Ia pun nostalgia dengan memori masa kecilnya, ketika sang ayah mengolah nata de coco dari air kelapa tua yang kerap dianggap limbah.
"Dengan proses teknologi pangan, itu bisa mengubah cairan limbah bening menjadi padatan serat putih yang baik untuk dikonsumsi. Itu kan seperti magic," paparnya.
Saat itu sang ayah juga menyampaikan ide-ide pengembangan lain, tidak hanya nata de coco. Tapi juga nata de mango dari mangga atau nata de pina dari nanas.
"Menarik sekali saat itu, sehingga saya memutuskan pilihan pertama studi di universitas itu di bidang teknologi pangan di UGM," cerita Dr. Widi lagi.
Kemudian, jalan hidupnya di dunia sains pun terus maju ke depan ketika ia mengambil studi lanjutan spesifik pada bidang analitik kimia.
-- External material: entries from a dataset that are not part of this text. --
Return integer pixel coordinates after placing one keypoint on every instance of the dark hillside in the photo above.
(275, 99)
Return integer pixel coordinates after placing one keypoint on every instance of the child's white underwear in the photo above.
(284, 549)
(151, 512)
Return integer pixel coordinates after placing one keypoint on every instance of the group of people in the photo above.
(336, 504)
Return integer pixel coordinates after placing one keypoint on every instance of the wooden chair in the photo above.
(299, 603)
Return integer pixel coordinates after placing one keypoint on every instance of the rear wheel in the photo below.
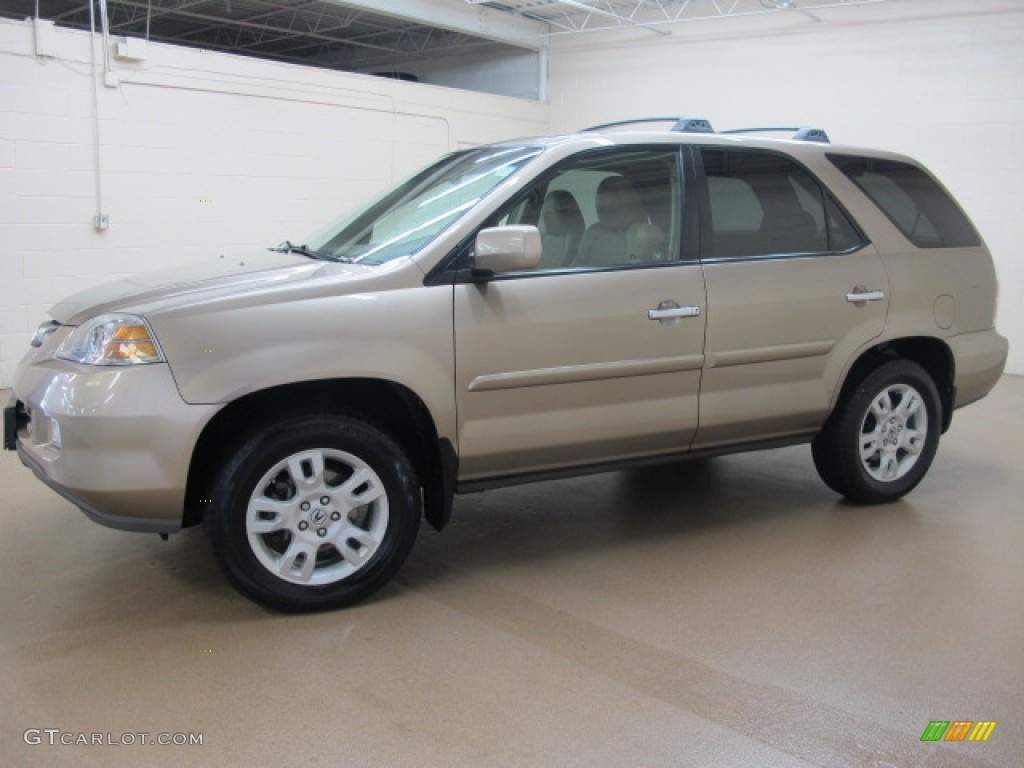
(882, 437)
(314, 513)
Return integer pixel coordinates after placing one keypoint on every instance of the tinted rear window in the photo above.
(914, 202)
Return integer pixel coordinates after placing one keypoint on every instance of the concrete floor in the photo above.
(729, 612)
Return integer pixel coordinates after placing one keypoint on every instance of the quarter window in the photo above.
(762, 204)
(914, 202)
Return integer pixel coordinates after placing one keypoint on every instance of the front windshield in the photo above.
(413, 214)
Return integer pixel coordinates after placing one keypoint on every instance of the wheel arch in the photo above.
(931, 353)
(388, 406)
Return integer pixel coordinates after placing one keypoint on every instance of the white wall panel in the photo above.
(940, 81)
(201, 154)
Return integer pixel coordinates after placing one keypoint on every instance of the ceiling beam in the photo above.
(460, 16)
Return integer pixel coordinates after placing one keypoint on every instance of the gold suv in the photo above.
(514, 312)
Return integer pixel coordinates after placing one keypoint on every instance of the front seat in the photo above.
(561, 229)
(619, 208)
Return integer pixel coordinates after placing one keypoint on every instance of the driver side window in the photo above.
(605, 209)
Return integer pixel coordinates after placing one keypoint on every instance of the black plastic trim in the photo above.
(14, 418)
(136, 524)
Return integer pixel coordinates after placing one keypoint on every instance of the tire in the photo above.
(881, 439)
(313, 513)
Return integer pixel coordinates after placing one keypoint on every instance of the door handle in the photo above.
(670, 312)
(861, 295)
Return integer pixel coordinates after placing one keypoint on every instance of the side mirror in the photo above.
(506, 249)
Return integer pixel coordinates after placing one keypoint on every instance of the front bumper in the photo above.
(116, 442)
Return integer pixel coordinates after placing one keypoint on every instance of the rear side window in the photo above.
(764, 204)
(914, 202)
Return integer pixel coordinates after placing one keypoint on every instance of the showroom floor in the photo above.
(729, 612)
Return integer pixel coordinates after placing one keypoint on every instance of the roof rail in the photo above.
(682, 125)
(802, 133)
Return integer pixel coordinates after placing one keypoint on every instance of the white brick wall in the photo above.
(201, 153)
(940, 81)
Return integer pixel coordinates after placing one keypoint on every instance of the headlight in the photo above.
(112, 340)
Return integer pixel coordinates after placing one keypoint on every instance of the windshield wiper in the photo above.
(289, 247)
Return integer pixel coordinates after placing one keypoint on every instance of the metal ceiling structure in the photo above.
(574, 16)
(382, 36)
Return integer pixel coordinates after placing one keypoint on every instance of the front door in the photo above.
(596, 356)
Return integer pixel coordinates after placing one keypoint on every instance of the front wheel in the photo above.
(314, 513)
(880, 441)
"Sehingga saat ini saya memadukan kedua ilmu tersebut. Saya mendalami analisis kimia untuk bahan pangan atau yang disebut food analysis," ujarnya yang juga mulai menekuni profesi food analytical chemist sejak 2006.
Dunia Sains dari Kacamata Perempuan
Selama beberapa dekade terakhir, upaya untuk mendorong kesetaraan gender dalam ilmu pengetahuan dan penelitian telah meningkatkan partisipasi perempuan.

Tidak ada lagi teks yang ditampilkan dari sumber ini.